The city is investigating an incident in which an 18-year-old student fatally stabbed a 15-year-old boy and put a 16-year-old boy in critical condition at a high school in the Bronx late Wednesday morning.
At about 10:45 a.m., two males were stabbed in a fifth floor classroom inside Urban Assembly School for Wildlife Conservation in the West Farms section of the Bronx, according to NYPD Chief of Detectives Robert Boyce.
A 15-year-old boy was stabbed once in the chest and died at 11:25 am at Saint Barnabas Hospital and a 16-year-old boy — also stabbed in the chest — is at the same hospital and is in critical but stable condition, Boyce said. An 18-year-old student was immediately taken into custody, and a switchblade with a three-inch blade and a four-inch handle was recovered at the scene.
Mayor Bill de Blasio said that “all of our hearts are very right now,” noting that all parents worry about the safety of their children every morning.
“At this moment, we have one child’s life was lost, one child fighting for his life, another child the one who committed this action whose life will be destroyed by this action and this is a painful, painful tragedy,” de Blasio said. “For the families, we will do all we can to support them and we will do all we can to support the school community which is reeling right now because of this incident.”
He said that a full investigation is underway.
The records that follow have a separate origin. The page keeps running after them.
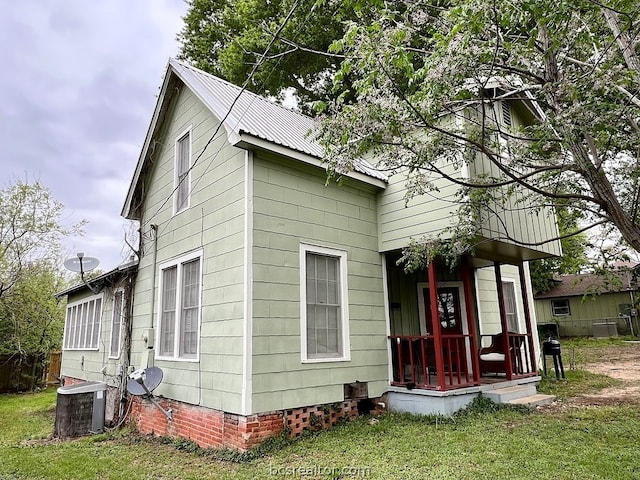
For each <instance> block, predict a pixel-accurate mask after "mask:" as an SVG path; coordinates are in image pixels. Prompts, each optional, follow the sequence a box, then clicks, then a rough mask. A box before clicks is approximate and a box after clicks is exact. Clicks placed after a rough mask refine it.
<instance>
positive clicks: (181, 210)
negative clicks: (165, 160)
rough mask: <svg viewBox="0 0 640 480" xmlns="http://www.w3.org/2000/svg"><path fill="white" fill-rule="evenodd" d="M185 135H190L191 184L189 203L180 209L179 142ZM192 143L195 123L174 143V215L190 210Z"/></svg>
mask: <svg viewBox="0 0 640 480" xmlns="http://www.w3.org/2000/svg"><path fill="white" fill-rule="evenodd" d="M185 135H189V170H188V172H189V173H187V180H186V182H187V184H188V185H189V194H188V195H187V204H186V205H185V206H184V207H183V208H182V209H180V210H178V190H179V189H178V142H179V141H180V140H181V139H182V138H184V136H185ZM192 145H193V125H189V127H188V128H186V129H185V130H184V131H183V132H182V133H181V134H180V135H178V136H177V137H176V140H175V142H174V145H173V215H178V214H179V213H182V212H184V211H185V210H188V209H189V207H190V206H191V167H192V166H193V164H192V153H193V150H192Z"/></svg>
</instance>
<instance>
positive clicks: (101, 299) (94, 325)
mask: <svg viewBox="0 0 640 480" xmlns="http://www.w3.org/2000/svg"><path fill="white" fill-rule="evenodd" d="M101 317H102V295H93V296H91V297H89V298H86V299H83V300H80V301H78V302H73V303H70V304H69V305H67V313H66V318H65V325H64V342H63V345H64V349H65V350H97V349H98V341H99V339H100V318H101Z"/></svg>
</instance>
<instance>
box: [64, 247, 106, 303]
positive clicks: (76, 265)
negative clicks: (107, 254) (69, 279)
mask: <svg viewBox="0 0 640 480" xmlns="http://www.w3.org/2000/svg"><path fill="white" fill-rule="evenodd" d="M98 265H100V260H98V259H97V258H94V257H85V256H84V253H82V252H79V253H77V254H76V257H75V258H67V259H66V260H65V261H64V266H65V268H66V269H67V270H71V271H72V272H79V273H80V278H81V279H82V281H83V282H84V284H85V285H86V286H87V287H89V289H90V290H91V291H92V292H93V293H96V294H97V293H100V290H97V289H96V288H95V287H92V286H91V284H89V282H87V281H86V280H85V278H84V272H90V271H91V270H93V269H94V268H96V267H97V266H98Z"/></svg>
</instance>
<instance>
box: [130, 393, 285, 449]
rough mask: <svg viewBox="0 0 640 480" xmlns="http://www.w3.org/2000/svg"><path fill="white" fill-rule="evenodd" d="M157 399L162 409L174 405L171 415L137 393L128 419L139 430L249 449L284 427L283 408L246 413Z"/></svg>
mask: <svg viewBox="0 0 640 480" xmlns="http://www.w3.org/2000/svg"><path fill="white" fill-rule="evenodd" d="M156 401H157V402H158V403H159V404H160V405H161V406H162V408H163V409H165V410H169V409H171V415H172V419H171V420H169V419H168V418H167V417H166V415H165V414H164V413H162V411H160V409H159V408H158V407H156V406H155V405H153V404H152V403H151V402H150V401H148V400H145V399H143V398H141V397H134V398H133V404H132V406H131V412H130V414H129V421H130V422H132V423H134V424H135V426H136V427H137V428H138V430H139V431H140V433H144V434H154V435H160V436H166V437H181V438H186V439H189V440H193V441H194V442H196V443H197V444H198V445H200V446H201V447H203V448H209V447H213V448H221V447H226V448H233V449H236V450H240V451H246V450H248V449H249V448H252V447H255V446H257V445H259V444H260V443H262V442H263V441H264V440H266V439H267V438H269V437H273V436H276V435H279V434H280V433H282V431H283V429H284V421H283V418H282V412H268V413H260V414H256V415H248V416H243V415H236V414H233V413H226V412H222V411H220V410H215V409H212V408H207V407H200V406H197V405H189V404H187V403H182V402H177V401H174V400H168V399H160V398H156Z"/></svg>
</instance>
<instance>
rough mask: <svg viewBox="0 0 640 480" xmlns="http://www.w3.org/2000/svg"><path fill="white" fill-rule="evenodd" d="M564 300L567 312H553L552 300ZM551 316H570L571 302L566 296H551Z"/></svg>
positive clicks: (570, 310)
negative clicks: (558, 312) (556, 297)
mask: <svg viewBox="0 0 640 480" xmlns="http://www.w3.org/2000/svg"><path fill="white" fill-rule="evenodd" d="M561 300H562V301H565V302H567V310H568V312H567V313H555V308H554V307H553V302H558V301H561ZM551 316H552V317H570V316H571V302H570V301H569V299H568V298H552V299H551Z"/></svg>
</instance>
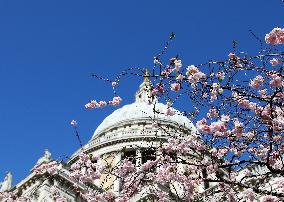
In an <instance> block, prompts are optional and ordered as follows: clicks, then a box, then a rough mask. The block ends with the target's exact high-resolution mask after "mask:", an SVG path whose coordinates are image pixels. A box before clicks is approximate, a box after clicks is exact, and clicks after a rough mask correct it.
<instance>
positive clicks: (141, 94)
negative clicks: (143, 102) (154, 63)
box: [135, 69, 153, 103]
mask: <svg viewBox="0 0 284 202" xmlns="http://www.w3.org/2000/svg"><path fill="white" fill-rule="evenodd" d="M149 77H150V74H149V71H148V69H145V74H144V80H143V82H142V83H141V84H140V86H139V89H138V91H137V92H136V94H135V102H138V103H141V102H145V103H150V102H152V98H151V89H152V88H153V85H152V83H151V81H150V79H149Z"/></svg>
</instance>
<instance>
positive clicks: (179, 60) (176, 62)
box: [172, 59, 182, 73]
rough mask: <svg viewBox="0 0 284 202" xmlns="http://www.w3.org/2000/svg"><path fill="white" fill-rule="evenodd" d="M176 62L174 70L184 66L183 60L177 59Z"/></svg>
mask: <svg viewBox="0 0 284 202" xmlns="http://www.w3.org/2000/svg"><path fill="white" fill-rule="evenodd" d="M174 64H175V68H174V69H173V70H172V71H173V72H175V73H176V72H178V71H179V70H180V68H181V67H182V64H181V60H177V59H176V60H175V61H174Z"/></svg>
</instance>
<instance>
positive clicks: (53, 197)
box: [50, 186, 67, 202]
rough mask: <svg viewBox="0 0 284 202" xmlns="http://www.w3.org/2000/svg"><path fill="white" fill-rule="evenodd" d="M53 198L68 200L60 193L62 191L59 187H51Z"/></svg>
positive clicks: (60, 201) (50, 188)
mask: <svg viewBox="0 0 284 202" xmlns="http://www.w3.org/2000/svg"><path fill="white" fill-rule="evenodd" d="M50 194H51V196H50V197H51V198H52V199H54V200H55V202H67V200H66V199H65V198H64V197H62V196H61V195H60V192H59V190H58V188H57V187H55V186H52V187H50Z"/></svg>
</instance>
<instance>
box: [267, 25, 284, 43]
mask: <svg viewBox="0 0 284 202" xmlns="http://www.w3.org/2000/svg"><path fill="white" fill-rule="evenodd" d="M265 42H266V43H268V44H272V45H279V44H284V29H281V28H279V27H277V28H274V29H273V30H272V31H271V32H270V33H268V34H266V35H265Z"/></svg>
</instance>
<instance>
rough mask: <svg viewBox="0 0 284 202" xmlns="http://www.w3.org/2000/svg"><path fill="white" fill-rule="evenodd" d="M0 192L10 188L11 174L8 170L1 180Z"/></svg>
mask: <svg viewBox="0 0 284 202" xmlns="http://www.w3.org/2000/svg"><path fill="white" fill-rule="evenodd" d="M0 185H1V188H0V192H5V191H9V190H10V189H11V188H12V174H11V172H8V173H7V174H6V176H5V179H4V181H3V182H1V183H0Z"/></svg>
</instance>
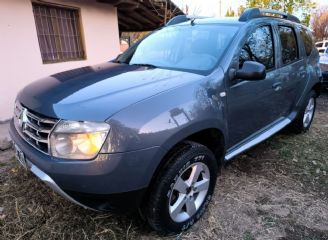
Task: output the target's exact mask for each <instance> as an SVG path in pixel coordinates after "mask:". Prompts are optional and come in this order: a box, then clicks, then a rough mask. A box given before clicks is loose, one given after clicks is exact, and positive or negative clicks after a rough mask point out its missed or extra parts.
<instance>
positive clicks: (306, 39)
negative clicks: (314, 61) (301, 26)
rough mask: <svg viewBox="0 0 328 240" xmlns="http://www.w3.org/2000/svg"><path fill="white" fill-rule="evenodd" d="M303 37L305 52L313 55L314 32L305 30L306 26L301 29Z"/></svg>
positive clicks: (309, 55)
mask: <svg viewBox="0 0 328 240" xmlns="http://www.w3.org/2000/svg"><path fill="white" fill-rule="evenodd" d="M301 37H302V39H303V43H304V47H305V53H306V55H307V56H310V55H311V52H312V49H313V38H312V34H311V33H310V32H309V31H307V30H305V29H304V28H302V29H301Z"/></svg>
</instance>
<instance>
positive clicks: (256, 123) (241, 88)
mask: <svg viewBox="0 0 328 240" xmlns="http://www.w3.org/2000/svg"><path fill="white" fill-rule="evenodd" d="M274 42H275V41H274V35H273V30H272V26H271V25H264V26H258V27H256V28H255V29H253V31H251V34H249V35H248V36H247V37H246V39H245V40H244V41H242V44H241V48H240V49H239V50H238V51H237V52H236V54H235V57H234V61H233V63H232V66H231V68H234V69H241V67H242V66H243V63H244V62H245V61H256V62H259V63H261V64H263V65H264V66H265V67H266V71H267V76H266V79H264V80H258V81H246V80H243V79H234V80H229V82H228V86H229V87H228V94H227V101H228V130H229V148H231V147H234V146H237V145H239V143H242V141H244V140H246V139H247V138H248V137H252V135H255V134H256V133H258V132H259V131H260V130H261V129H263V128H265V127H266V126H269V125H270V124H271V123H273V122H274V121H275V120H277V119H278V118H279V114H280V111H279V110H277V109H276V106H275V102H276V100H277V99H276V98H277V96H278V95H277V90H279V89H280V88H281V86H280V82H279V79H278V78H279V74H278V73H277V69H276V60H275V55H276V54H275V46H274Z"/></svg>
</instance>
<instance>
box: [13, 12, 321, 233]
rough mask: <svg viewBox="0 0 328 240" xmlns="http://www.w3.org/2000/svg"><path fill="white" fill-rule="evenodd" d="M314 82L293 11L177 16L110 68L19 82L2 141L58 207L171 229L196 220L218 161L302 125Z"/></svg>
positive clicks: (221, 160)
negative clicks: (93, 209) (112, 214)
mask: <svg viewBox="0 0 328 240" xmlns="http://www.w3.org/2000/svg"><path fill="white" fill-rule="evenodd" d="M321 79H322V76H321V70H320V66H319V55H318V51H317V50H316V48H315V46H314V43H313V38H312V35H311V32H310V30H309V29H308V28H306V27H304V26H302V25H301V24H300V22H299V20H298V19H297V18H296V17H294V16H291V15H288V14H285V13H281V12H276V11H272V10H261V9H257V8H255V9H248V10H246V11H245V13H244V14H243V15H242V16H241V17H240V18H239V19H228V18H227V19H214V18H190V17H187V16H179V17H176V18H174V19H172V20H171V21H170V22H169V23H168V24H167V26H165V27H163V28H161V29H159V30H157V31H154V32H153V33H151V34H149V35H148V36H147V37H145V38H144V39H143V40H141V41H140V42H138V43H136V44H135V45H134V46H132V47H131V48H130V49H128V50H127V51H126V52H124V53H123V54H122V55H120V56H119V57H118V58H117V59H115V60H113V61H110V62H107V63H103V64H100V65H96V66H89V67H84V68H79V69H75V70H71V71H66V72H62V73H58V74H55V75H52V76H50V77H47V78H44V79H42V80H39V81H36V82H34V83H32V84H30V85H29V86H27V87H25V88H24V89H23V90H22V91H21V92H20V93H19V94H18V96H17V100H16V105H15V114H14V118H13V121H12V122H11V128H10V134H11V137H12V139H13V141H14V143H15V148H16V155H17V159H18V160H19V161H20V162H21V164H22V165H23V166H24V167H25V168H26V169H28V170H30V171H32V172H33V173H34V174H35V175H36V176H37V177H38V178H39V179H41V180H42V181H44V182H45V183H46V184H47V185H49V187H51V188H52V189H53V190H55V191H56V192H58V193H59V194H60V195H62V196H63V197H65V198H67V199H68V200H70V201H72V202H74V203H76V204H78V205H80V206H82V207H85V208H88V209H94V210H99V211H123V212H126V211H129V210H139V212H140V213H141V215H142V216H143V217H144V218H145V219H146V220H147V221H148V223H149V224H150V225H151V226H152V227H153V228H154V229H155V230H157V231H158V232H164V233H177V232H180V231H183V230H186V229H188V228H189V227H190V226H192V225H193V224H194V223H195V222H196V221H197V220H198V219H199V218H200V217H201V216H202V214H203V213H204V211H205V209H206V207H207V206H208V204H209V203H210V200H211V197H212V195H213V191H214V188H215V184H216V179H217V174H218V172H219V170H220V168H221V167H222V166H223V164H224V163H225V162H227V161H230V160H231V159H233V158H234V157H235V156H236V155H238V154H239V153H242V152H244V151H246V150H247V149H249V148H251V147H253V146H254V145H256V144H258V143H260V142H262V141H263V140H265V139H267V138H269V137H270V136H272V135H273V134H275V133H277V132H278V131H280V130H281V129H283V128H285V127H286V126H288V127H289V128H290V129H292V130H293V131H294V132H296V133H302V132H305V131H307V130H308V129H309V128H310V125H311V122H312V119H313V116H314V113H315V108H316V98H317V97H318V96H319V94H320V88H321V86H320V85H321Z"/></svg>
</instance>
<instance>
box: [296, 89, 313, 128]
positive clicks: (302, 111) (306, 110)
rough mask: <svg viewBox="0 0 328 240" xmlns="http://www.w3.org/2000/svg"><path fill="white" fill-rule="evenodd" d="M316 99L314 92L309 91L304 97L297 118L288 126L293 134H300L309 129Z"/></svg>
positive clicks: (312, 120)
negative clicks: (303, 103) (308, 93)
mask: <svg viewBox="0 0 328 240" xmlns="http://www.w3.org/2000/svg"><path fill="white" fill-rule="evenodd" d="M316 97H317V96H316V93H315V92H314V91H311V92H310V93H309V94H308V96H307V97H306V99H305V101H304V104H303V106H302V108H301V110H300V112H299V114H298V116H297V118H296V119H295V120H294V122H293V123H292V124H291V126H290V129H291V130H292V131H293V132H294V133H296V134H300V133H304V132H306V131H308V130H309V129H310V127H311V124H312V121H313V118H314V114H315V110H316V105H317V104H316Z"/></svg>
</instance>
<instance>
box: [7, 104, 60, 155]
mask: <svg viewBox="0 0 328 240" xmlns="http://www.w3.org/2000/svg"><path fill="white" fill-rule="evenodd" d="M57 122H58V120H56V119H51V118H45V117H42V116H40V115H39V114H36V113H32V112H31V111H29V110H28V109H27V108H24V107H23V106H22V105H20V104H19V103H16V105H15V111H14V123H15V127H16V130H17V131H18V132H19V134H20V135H21V137H22V138H23V139H24V140H25V141H27V142H28V143H29V144H30V145H32V146H33V147H35V148H36V149H38V150H40V151H41V152H44V153H46V154H48V153H49V148H48V144H49V134H50V133H51V131H52V130H53V128H54V127H55V125H56V123H57Z"/></svg>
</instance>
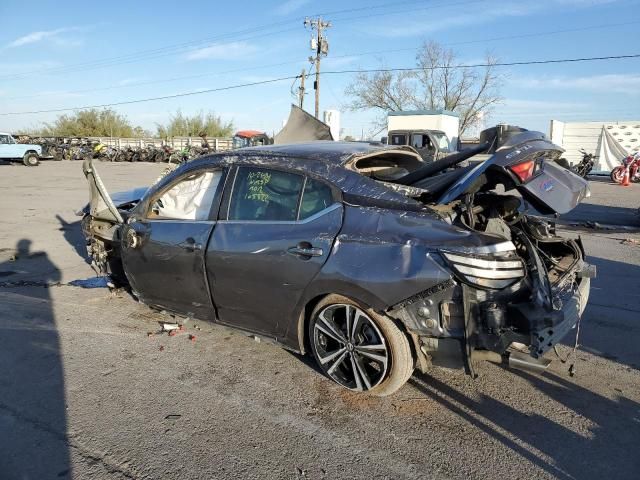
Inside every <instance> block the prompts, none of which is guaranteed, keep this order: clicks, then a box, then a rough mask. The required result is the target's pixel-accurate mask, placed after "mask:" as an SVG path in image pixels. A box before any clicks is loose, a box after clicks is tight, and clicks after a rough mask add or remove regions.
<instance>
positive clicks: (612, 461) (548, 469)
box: [410, 371, 640, 479]
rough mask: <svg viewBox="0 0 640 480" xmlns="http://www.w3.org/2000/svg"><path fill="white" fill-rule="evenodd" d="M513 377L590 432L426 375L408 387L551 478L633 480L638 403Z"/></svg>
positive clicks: (531, 380)
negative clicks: (552, 401)
mask: <svg viewBox="0 0 640 480" xmlns="http://www.w3.org/2000/svg"><path fill="white" fill-rule="evenodd" d="M513 374H514V375H519V376H521V377H522V378H524V379H525V380H527V381H528V382H529V383H530V384H531V385H532V386H533V387H535V388H536V389H538V390H539V391H541V392H542V393H543V394H545V395H546V396H548V397H549V399H550V401H554V402H557V403H558V404H560V405H561V408H563V412H564V411H566V414H568V415H580V416H582V417H584V418H586V419H587V420H589V421H590V422H591V423H592V425H593V426H592V427H591V429H590V431H589V432H575V431H573V430H570V429H568V428H566V427H565V426H563V425H561V424H559V423H556V422H555V421H554V420H552V419H549V418H546V417H543V416H540V415H537V414H535V413H529V412H527V413H523V412H520V411H518V410H516V409H514V408H513V407H511V406H510V405H507V404H506V403H503V402H501V401H499V400H496V399H494V398H492V397H490V396H487V395H485V394H482V393H481V394H479V395H474V398H471V397H469V396H468V395H466V394H465V393H464V392H461V391H459V390H457V389H456V388H453V387H451V386H449V385H447V384H445V383H443V382H441V381H440V380H437V379H436V378H434V377H432V376H430V375H428V374H421V373H418V374H416V375H414V377H413V378H412V379H411V380H410V382H411V383H412V384H413V385H414V386H415V387H416V388H417V389H418V390H419V391H421V392H422V393H424V394H425V395H426V396H427V397H429V398H430V399H432V400H433V401H435V402H437V403H439V404H441V405H442V406H444V407H445V408H447V409H448V410H450V411H451V412H452V413H454V414H456V415H458V416H459V417H461V418H462V419H464V420H466V421H467V422H469V423H470V424H471V425H473V426H474V427H475V428H477V429H479V430H481V431H482V432H484V433H486V434H487V435H489V436H490V437H492V438H493V439H495V440H497V441H498V442H500V443H502V444H503V445H505V446H506V447H508V448H509V449H511V450H513V451H514V452H516V453H517V454H519V455H520V456H521V457H523V458H524V459H526V460H528V461H529V462H531V463H532V464H534V465H536V466H537V467H539V468H541V469H543V470H545V471H546V472H548V473H549V474H550V475H553V476H554V477H557V478H561V479H582V478H617V479H626V478H628V479H635V478H637V474H638V469H640V457H639V456H638V455H637V454H635V452H634V451H633V450H634V449H635V446H636V445H637V443H638V439H639V438H640V422H639V421H638V416H639V414H638V408H639V407H640V405H639V404H637V403H635V402H632V401H630V400H628V399H626V398H622V397H620V398H618V399H617V400H610V399H608V398H605V397H602V396H600V395H598V394H595V393H593V392H591V391H589V390H586V389H584V388H581V387H580V386H577V385H575V384H573V383H571V382H569V381H567V380H566V379H564V378H562V377H559V376H557V375H554V374H552V373H548V372H547V373H544V374H542V375H533V374H529V373H525V372H516V371H514V372H513ZM634 418H635V420H634ZM615 446H620V447H621V448H615ZM625 446H626V447H625ZM532 477H533V475H532Z"/></svg>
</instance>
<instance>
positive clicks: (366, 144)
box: [234, 140, 401, 165]
mask: <svg viewBox="0 0 640 480" xmlns="http://www.w3.org/2000/svg"><path fill="white" fill-rule="evenodd" d="M381 150H396V151H398V150H401V149H400V148H398V146H392V145H382V144H380V143H374V142H371V143H369V142H334V141H332V140H317V141H314V142H308V143H289V144H284V145H259V146H256V147H247V148H241V149H238V150H235V151H234V153H235V154H236V155H240V156H241V155H243V153H245V152H246V153H248V154H254V153H260V154H267V155H269V154H271V155H274V154H275V155H283V156H287V157H297V158H306V159H310V160H323V161H325V162H330V163H333V164H336V165H344V164H345V163H347V162H348V161H349V160H350V159H351V158H353V157H357V156H361V155H366V154H369V153H372V152H378V151H381Z"/></svg>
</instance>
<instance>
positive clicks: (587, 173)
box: [571, 149, 598, 178]
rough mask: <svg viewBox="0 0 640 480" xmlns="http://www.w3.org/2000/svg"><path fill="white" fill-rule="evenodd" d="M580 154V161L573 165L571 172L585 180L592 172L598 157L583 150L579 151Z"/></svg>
mask: <svg viewBox="0 0 640 480" xmlns="http://www.w3.org/2000/svg"><path fill="white" fill-rule="evenodd" d="M580 153H581V154H582V160H581V161H580V163H578V164H577V165H573V166H572V167H571V171H572V172H573V173H575V174H576V175H579V176H580V177H582V178H587V175H589V173H590V172H591V170H593V166H594V165H595V163H596V158H598V157H596V156H595V155H594V154H593V153H587V152H586V151H585V150H584V149H580Z"/></svg>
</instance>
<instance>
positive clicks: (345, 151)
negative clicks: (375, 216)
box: [157, 141, 419, 207]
The mayor noted that the city will look at the history of the school but that preliminary information indicates that it is a school that “thank god had been very safe.”
De Blasio added that the fatal stabbing marks the first time a high school student was killed in a classroom in many years or even decades, which he said makes the tragedy “all the more troubling.” He vowed to use “every measure to make sure that every child is safe.”
“My message to all my fellow parents is that you should know how intensely the NYPD works every day, including of course everyone at School Safety, and everyone at the Department of Education to protect our children and all of us are feeling this tragedy very personally because we know it is our mission to protect every child,” he said.
And he reiterated that they will be conducting random screenings on Thursday, among other steps.
“There will be immediately random screening done with metal detectors starting tomorrow and additional personnel will be brought in from School Safety tomorrow as well,” he said.
NYPD Chief Joanne Jaffe, who heads the Police Department’s School Safety Division, said that Urban Assembly — which she counts as one school because it is both a junior high school and a high school — and PS 67 share the building.
Jaffe said that it was determined that Urban Assembly did not need metal detectors, noting that roughly 75 to 78 schools in the city have “some type of scanning.” But she said that they are looking into whether the school should get metal detectors in the future.
Boyce said that the 18-year-old student “has made statements to us explaining what happened.” He said that the information that the Police Department currently has is preliminary, saying that facts are “still emerging in this case.”
“We believe that this argument, this thing has been going on for maybe two weeks into the school year and it escalated today after some back and forth within the classroom,” he said. “This was at third period, started about 10:15 so about half an hour into the class this fight erupted. That’s what we know now.”